Pepperidge Farm remembers when journalists had a grasp of the language.
Lol I thought the same thing on first read. Then again “micro thin” sounds redundant…
“It has a large amount of thinness” Mega-thin is fine lol. I do like hella-thin though
This kind of affordable tech has been promised as “about to hit the market” since 2003. I’ll believe it when I see it on the market.
This has its own applications but I can’t say I’ve ever heard anyone complain about thickness of solar panels. Efficiency, power generated, etc. Sure.
I don’t think it’s so much about thickness, but being super thin presumably means it requires less of a manufacturing process and also less raw materials. Could bring costs down on panels and make them more financially viable for projects.
Although the cells can only generate half the energy per unit area compared to traditional silicon panels, they can generate 18 times more power per kilogram, Fast Company reported.
For most users, I’d guess that unit area is more important. But for satellites, I suppose that as long as they can unfold, space isn’t really an issue. You’ve got all of outer space to spread out into. But weight determines a lot of the cost of putting the thing up in space, so you’d like that to be low.
If they’re cheap enough, you can just slap them on any available surface that gets a marginal amount of sunlight. Doubly so if they’re flexible.
Weight does play a huge role for satellites and to be honest I have very little knowledge of solar panels they use. However since solar sail is a thing, I’d argue surface is indeed a factor with satellites. But perhaps they managed to get some use there. There might be even other use cases I just didn’t think about. My original comment was mostly pointing out that thickness was rarely as big of an issue as it was efficiency.
Use cases increase if they are thin. Instead of limited to rooftops. For example, take a look at what Aptera is doing.
Burning investor money on a DOA meme product just like Lightyear One did?
Clearly you’ve never owned an air fryer wanted a solar powered car. Or imagine shipping containers covered in these powering the trucks that haul them! Or trains! Even boats. Basically any kind of self powered transit, especially ones with greater surface area.
Second edit: Another idea!
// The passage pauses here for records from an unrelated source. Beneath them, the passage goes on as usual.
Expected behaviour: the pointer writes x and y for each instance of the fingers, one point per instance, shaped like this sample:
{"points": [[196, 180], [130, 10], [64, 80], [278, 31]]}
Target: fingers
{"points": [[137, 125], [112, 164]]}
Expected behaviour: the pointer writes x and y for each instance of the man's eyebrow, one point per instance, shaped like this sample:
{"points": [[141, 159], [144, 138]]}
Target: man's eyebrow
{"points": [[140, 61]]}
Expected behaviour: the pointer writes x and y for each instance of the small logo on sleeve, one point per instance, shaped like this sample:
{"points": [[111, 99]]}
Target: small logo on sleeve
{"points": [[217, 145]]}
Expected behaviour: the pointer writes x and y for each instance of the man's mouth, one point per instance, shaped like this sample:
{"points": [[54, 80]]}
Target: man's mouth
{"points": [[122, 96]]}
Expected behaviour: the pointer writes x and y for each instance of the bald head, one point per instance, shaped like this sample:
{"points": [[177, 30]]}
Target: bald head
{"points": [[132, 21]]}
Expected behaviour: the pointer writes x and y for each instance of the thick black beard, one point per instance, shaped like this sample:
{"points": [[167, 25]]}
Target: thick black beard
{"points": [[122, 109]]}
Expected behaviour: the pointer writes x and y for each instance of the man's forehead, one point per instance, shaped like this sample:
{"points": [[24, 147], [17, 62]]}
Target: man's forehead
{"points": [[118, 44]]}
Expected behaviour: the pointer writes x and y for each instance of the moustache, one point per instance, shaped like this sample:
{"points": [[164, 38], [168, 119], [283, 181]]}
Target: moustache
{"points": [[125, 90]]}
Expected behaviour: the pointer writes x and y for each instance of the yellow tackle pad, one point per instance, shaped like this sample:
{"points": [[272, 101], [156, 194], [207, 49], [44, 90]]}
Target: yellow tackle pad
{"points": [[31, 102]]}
Clingfilm solar panels for windows, or blinds and curtains that can power the lights!
Or wind turbines skinned in thin, light, flexible solar panels. You’d double dip on energy per square meter. You could have a solar farm on a stick that also makes wind energy.
If you dream of covering a vehicle with panels and have it driven by that power, I have to burst your bubble. That’s not even nearly enough surface to generate enough power. Perhaps assist in trickle charging battery, sure. But we already have flexible panels, even self-adhesive ones. And again, their biggest downside is not their thickness but efficiency. There will never be a self-propelled vehicle. Just a nature of things.
As for window blinds, etc. There is already glass that lets enough light through and can generate electricity. Those are even worse when it comes to efficiency due to non-ideal angle, light passing through, etc.
“We already have technology that doesn’t do those things well enough, so this new technology that won’t see advancement ever has no chance of addressing these issues either.”
Trickle charge is awesome. Trickle charge the semi during your 8 hour driving shift and then another 8 hours while the trucker is asleep. If that nets half a charge every other day, that’s a charge and a half a week. It’s not self powered like a perpetual motion device, those aren’t real. But regenerative braking is a worthwhile addition to an electric truck. Why wouldn’t solar paper or whatever we want to call it also be part of the solution?
Those all sound like efficiency issues still. Covering any form of transportation with solar panels is primarily pointless because of how little power that would generate. Even if you covered every available inch with the most efficient panels invented, it would take over two weeks of sitting in full, direct sunlight to charge a solar-powered car, which you would drain in four hours of driving. As these panels are half as efficient as traditional panels, you could drive maybe a two minutes per hour you sit in full sun.
First, the thickness factor plays into flexibility. Just imagine surfaces of every shape being covered in solar cells. Flexible panels could also be less prone to breakage.
Second, with “as rapid as printing a newspaper”, this might be a major cost-reduction thing, even on top of the process needing less high-pure Si material.
This might make solar power generation more attractive even if the efficiency would be lower than other methods, because this would drive the ratio $/kw down.
Kind of like these? Flexible solar panels are not a problem. And no, being newspaper thin will never be stronger than mounted on rigid surface. If it bends it has a definite limit in number of times you can bend it.
As for “printing a newspaper” and rapid production, when I see it I’ll believe it. At the moment it’s nothing more than speculation as they themselves have not made it yet. Every manufacturing process starts slow and then speeds up as process is optimized. The problem is whether there is a financial incentive to start producing in the first place.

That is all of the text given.